Silverstone si inchina a Kimi Antonelli. Ventiquattro ore dopo essersi visto strappare la pole per appena 11 millesimi, il pilota italiano della Mercedes si prende una rivincita clamorosa: la prima vittoria in carriera in una Sprint. Un risultato che lo fa diventare il più giovane pilota di sempre a imporsi in una gara sprint di Formula 1 e che lo proietta nel ruolo di favorito per il Gran Premio di Gran Bretagna in programma domani.

Duello serrato con Sir Lewis

Allo spegnimento dei semafori Antonelli si è accodato alla Ferrari del poleman Lewis Hamilton, ma ha dovuto fare i conti con lo scatto fulminante della McLaren di Lando Norris. Partito dalla sesta casella, il britannico si è subito lanciato all'attacco della seconda posizione, riuscendo a strappargliela in un paio di occasioni nei primi due giri.

Proprio questa bagarre ha permesso a Hamilton di costruirsi un piccolo margine sugli inseguitori. Ma una volta regolata la pratica Norris e riconquistata la piazza d'onore, Antonelli si è rimesso negli scarichi della SF-26 già al quinto dei diciassette giri previsti sul leggendario tracciato inglese.

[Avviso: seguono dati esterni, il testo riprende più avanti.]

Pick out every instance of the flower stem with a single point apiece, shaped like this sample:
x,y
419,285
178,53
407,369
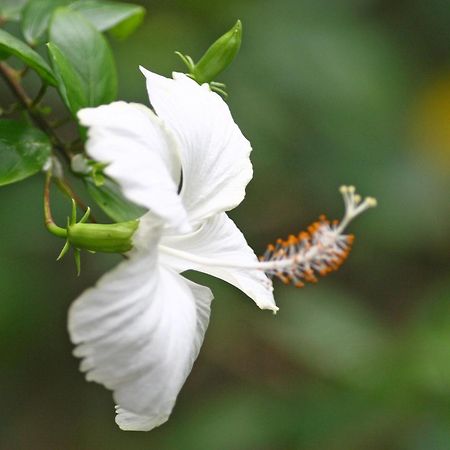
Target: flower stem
x,y
49,222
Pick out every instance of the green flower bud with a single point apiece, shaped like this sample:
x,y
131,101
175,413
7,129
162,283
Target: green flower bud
x,y
105,238
217,58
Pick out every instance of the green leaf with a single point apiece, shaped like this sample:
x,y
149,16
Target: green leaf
x,y
13,46
36,18
120,18
23,151
82,60
112,202
11,9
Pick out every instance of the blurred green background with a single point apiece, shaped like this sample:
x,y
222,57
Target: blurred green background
x,y
350,91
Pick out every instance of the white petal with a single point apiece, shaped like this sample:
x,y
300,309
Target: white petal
x,y
142,157
138,332
215,155
220,239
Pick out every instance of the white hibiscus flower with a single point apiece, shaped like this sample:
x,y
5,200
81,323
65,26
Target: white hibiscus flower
x,y
140,328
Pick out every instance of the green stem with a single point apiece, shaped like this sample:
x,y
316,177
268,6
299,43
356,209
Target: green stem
x,y
12,79
49,222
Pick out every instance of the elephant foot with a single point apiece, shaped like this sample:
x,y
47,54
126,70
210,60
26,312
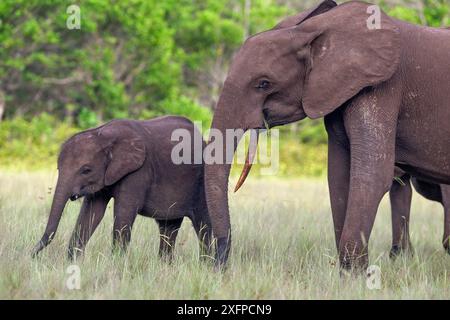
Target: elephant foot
x,y
446,244
398,250
222,252
354,264
74,253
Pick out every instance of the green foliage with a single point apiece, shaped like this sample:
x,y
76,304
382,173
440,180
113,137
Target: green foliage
x,y
140,59
32,144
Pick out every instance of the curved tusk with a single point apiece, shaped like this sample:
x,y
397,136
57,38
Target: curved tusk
x,y
251,152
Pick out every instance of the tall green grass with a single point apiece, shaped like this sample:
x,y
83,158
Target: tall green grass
x,y
283,248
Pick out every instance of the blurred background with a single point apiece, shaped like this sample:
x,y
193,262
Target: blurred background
x,y
140,59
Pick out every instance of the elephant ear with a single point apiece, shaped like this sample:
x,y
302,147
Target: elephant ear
x,y
344,54
125,149
302,16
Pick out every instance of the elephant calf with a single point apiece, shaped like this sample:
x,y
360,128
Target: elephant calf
x,y
400,197
129,161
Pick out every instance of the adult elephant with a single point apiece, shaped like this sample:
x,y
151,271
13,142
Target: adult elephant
x,y
384,93
400,196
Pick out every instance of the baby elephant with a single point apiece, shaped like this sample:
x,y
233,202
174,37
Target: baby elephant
x,y
131,162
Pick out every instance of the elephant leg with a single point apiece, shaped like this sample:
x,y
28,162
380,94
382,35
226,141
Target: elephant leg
x,y
168,231
338,171
400,198
202,226
124,215
370,121
91,213
445,189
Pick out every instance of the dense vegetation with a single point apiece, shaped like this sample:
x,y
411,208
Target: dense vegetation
x,y
138,59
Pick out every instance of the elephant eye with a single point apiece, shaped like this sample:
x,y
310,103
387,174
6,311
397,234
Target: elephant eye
x,y
85,171
263,85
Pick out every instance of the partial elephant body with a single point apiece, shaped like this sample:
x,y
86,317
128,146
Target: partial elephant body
x,y
131,162
400,196
383,92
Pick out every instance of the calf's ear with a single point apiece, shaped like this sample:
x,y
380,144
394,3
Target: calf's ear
x,y
126,151
291,21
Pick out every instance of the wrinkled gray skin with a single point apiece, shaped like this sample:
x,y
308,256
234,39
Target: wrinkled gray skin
x,y
384,95
129,161
400,196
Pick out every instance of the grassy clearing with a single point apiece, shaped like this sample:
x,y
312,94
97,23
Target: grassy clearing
x,y
283,249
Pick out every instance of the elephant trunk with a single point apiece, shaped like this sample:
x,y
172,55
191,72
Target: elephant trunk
x,y
59,201
251,152
217,173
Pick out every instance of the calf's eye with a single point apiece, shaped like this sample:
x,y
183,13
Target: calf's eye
x,y
263,85
86,171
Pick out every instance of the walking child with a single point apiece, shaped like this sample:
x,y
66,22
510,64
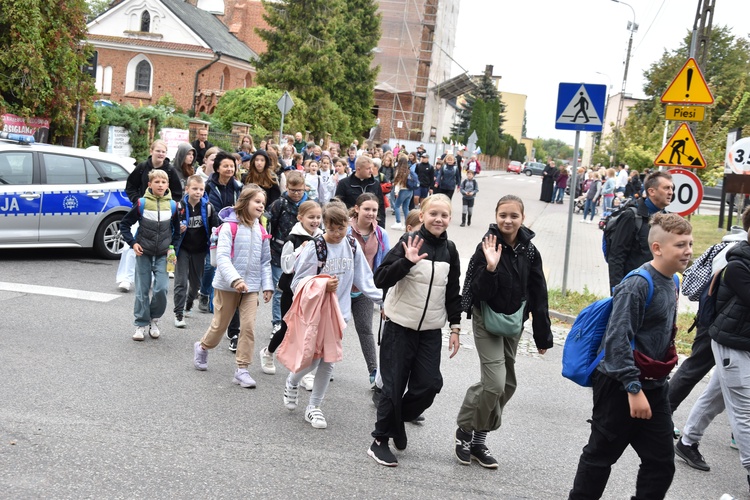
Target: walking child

Dopo qualche passaggio di studio, all'ottavo giro il baby fenomeno della Mercedes ha rotto gli indugi: sorpasso all'Hangar Straight e leadership conquistata. Hamilton ha provato a resistere il più a lungo possibile, ma nemmeno la comparsa di un accenno di graining sull'anteriore sinistra della Mercedes ha potuto fermare la fuga dell'italiano verso una vittoria meritatissima. “I primi dieci giri con Lewis sono stati davvero divertenti, spingevamo entrambi al massimo”, ha raccontato Antonelli. “Quando ho avuto a disposizione l'Overtake Mode ho capito che era arrivato il mio momento: sono entrato alla Stowe e ho usato tutto quello che avevo per passarlo”.